GBP hurt by ailing UK economy
The thorny issue in the UK is not only high inflation but also the ailing economy. Indeed, the domestic economy has not recovered in full yet after the Brexit and pandemic. Representatives of the Bank of England have acknowledged this openly. All in all, the Kingdom has been going through a challenge which comprises simmering inflation, limping economy, the cost-of-living crisis, a decline in investments, and high borrowing costs.
The hawkish Bank of England has enough leverage to save the pound sterling. Nevertheless, the regulator will hardly be able to raise interest rates as long as necessary. The central bank is likely to moderate the pace of rate hikes in the nearest months. Apart from this, we should not forget that the UK has got stuck in a grave political crisis for a few years. The crisis has been put on a back seat after Rishi Sunak was elected the Prime Minister, but still more and more Britons express discontent. More than 6 years have passed since the Brexit referendum, but citizens haven't realized the upside of the exit from the EU. The pandemic overshadowed the gravity of the post-Brexit development. Importantly, the government led by Boris Johnson failed to tackle the pandemic crisis properly. A new economic crisis, elevated taxes, and soaring inflation are derailing economic growth. Such headwinds affect the political ratings of the Tories. They could lose the next Parliamentary election. Their rivals, the Whigs, could take over the power.
The issue with Scotland also remains open. London, of course, will never voluntarily give a new permit for a referendum, but Edinburgh, led by Nicola Sturgeon, is not going to give up. If the first Premier of Scotland is counting on official permission from London, then we would say that the chances of maintaining the integrity of the United Kingdom are great. However, don't forget that Sturgeon pledged the Scottish people a referendum. This was the essential vow of her campaign. If Nicola Sturgeon doesn't keep the pledge, she is unlikely to win the next election.

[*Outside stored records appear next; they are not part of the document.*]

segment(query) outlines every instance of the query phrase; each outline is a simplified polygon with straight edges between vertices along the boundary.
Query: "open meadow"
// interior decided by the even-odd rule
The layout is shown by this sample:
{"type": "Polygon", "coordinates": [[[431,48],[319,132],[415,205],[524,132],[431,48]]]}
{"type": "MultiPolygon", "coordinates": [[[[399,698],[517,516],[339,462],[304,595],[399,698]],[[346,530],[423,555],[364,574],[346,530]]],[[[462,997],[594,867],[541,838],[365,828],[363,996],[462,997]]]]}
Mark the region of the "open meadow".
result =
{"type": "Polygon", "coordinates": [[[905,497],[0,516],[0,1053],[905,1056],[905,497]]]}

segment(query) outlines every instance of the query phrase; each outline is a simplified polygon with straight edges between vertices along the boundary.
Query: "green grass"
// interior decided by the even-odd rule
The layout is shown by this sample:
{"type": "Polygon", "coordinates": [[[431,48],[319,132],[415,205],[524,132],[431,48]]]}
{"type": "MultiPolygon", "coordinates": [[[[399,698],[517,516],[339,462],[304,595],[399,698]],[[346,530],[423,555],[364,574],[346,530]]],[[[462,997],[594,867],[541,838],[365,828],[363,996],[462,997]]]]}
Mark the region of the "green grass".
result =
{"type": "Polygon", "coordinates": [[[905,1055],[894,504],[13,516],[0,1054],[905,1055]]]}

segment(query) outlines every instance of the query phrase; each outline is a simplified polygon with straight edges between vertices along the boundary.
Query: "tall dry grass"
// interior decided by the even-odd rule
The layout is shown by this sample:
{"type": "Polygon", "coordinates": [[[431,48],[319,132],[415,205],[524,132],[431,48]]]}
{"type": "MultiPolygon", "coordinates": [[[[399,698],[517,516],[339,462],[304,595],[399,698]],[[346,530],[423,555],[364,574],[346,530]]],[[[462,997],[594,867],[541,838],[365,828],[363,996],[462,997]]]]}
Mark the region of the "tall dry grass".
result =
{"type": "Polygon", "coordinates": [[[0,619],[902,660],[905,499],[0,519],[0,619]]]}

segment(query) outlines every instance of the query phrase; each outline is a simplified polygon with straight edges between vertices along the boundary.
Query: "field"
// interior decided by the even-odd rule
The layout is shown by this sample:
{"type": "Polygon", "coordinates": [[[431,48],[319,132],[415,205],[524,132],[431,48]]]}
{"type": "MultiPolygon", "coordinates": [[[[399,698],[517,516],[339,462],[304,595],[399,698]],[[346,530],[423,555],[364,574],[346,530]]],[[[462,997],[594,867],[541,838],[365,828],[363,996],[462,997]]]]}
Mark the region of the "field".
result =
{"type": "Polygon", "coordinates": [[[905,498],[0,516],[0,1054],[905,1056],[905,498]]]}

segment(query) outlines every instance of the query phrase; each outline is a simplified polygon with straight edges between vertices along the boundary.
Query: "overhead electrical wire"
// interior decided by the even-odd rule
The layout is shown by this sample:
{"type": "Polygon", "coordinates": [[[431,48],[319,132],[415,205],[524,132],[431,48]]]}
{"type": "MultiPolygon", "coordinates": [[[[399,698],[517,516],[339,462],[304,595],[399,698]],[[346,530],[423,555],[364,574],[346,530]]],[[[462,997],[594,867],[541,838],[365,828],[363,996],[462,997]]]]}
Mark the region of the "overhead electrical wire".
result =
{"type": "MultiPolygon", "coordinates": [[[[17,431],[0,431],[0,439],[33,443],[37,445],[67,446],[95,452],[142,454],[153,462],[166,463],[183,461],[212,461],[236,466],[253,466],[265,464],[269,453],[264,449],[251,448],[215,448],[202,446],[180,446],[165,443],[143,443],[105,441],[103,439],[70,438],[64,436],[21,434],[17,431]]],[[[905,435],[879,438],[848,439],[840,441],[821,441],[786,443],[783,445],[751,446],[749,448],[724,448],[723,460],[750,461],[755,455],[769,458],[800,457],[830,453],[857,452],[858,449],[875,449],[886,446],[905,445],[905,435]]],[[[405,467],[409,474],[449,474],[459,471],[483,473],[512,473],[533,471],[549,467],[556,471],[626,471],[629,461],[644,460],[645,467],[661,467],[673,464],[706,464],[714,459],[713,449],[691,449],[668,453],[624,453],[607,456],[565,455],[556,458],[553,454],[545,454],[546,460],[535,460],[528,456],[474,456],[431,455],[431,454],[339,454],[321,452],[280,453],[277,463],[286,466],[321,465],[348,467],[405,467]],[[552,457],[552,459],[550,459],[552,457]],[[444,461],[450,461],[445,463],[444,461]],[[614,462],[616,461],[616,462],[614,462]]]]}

The economy is closely interwoven with politics. The pound sterling has slumped twice against the US dollar since 2007. On the one hand, we could predict that the sterling is completing its global downtrend. On the other hand, the pound finds it hard to assert strength amid the current fundamental background which has been shaped in recent years. The outlook for the sterling is bleak both in the long term and short term.
The average volatility of GBP/USD measured 105 pips in the last 5 trading days. It is a historically median value for the currency pair. On Tuesday, February 14, we expect the instrument to trade within the corridor between 1.2038 and 1.2248. If the Heikin-Ashi indicator reverses down, this will signal a resumption of the downward move.
Nearest support levels
S1 – 1.2085
S2 – 1.2024
S3 – 1.1963
Nearest resistance levels
R1 – 1.2146
R2 – 1.2207
R3 – 1.2268
Trading tips
GBP/USD is still trading lower on the 4-hour chart despite the fact that the price has passed a moving average. Now we can plan new short positions with downward targets at 1.2024 and 1.1963 after the price settled below the moving average. Long positions with the target at 1.2207 could be opened, BUT in case the Heikin-Ashi indicator reverses, long positions should be closed manually.
Comments on charts:
Linear regression channels help to determine the ongoing trend. If both channels point in the same direction, a strong trend is unfolding now.
The moving average (settings 20.0, smoothed) determines the short-term trend and the direction in which you should now trade.
Murray levels are target levels for movements and corrections.
Volatility levels (red lines) are a likely price channel in which the pair will trade in the nearest 24 hours, based on current volatility indicators.
The CCI indicator. Its entry into the oversold area (below -250) or overbought area (above +250) means that the price is about to reverse in the opposite direction.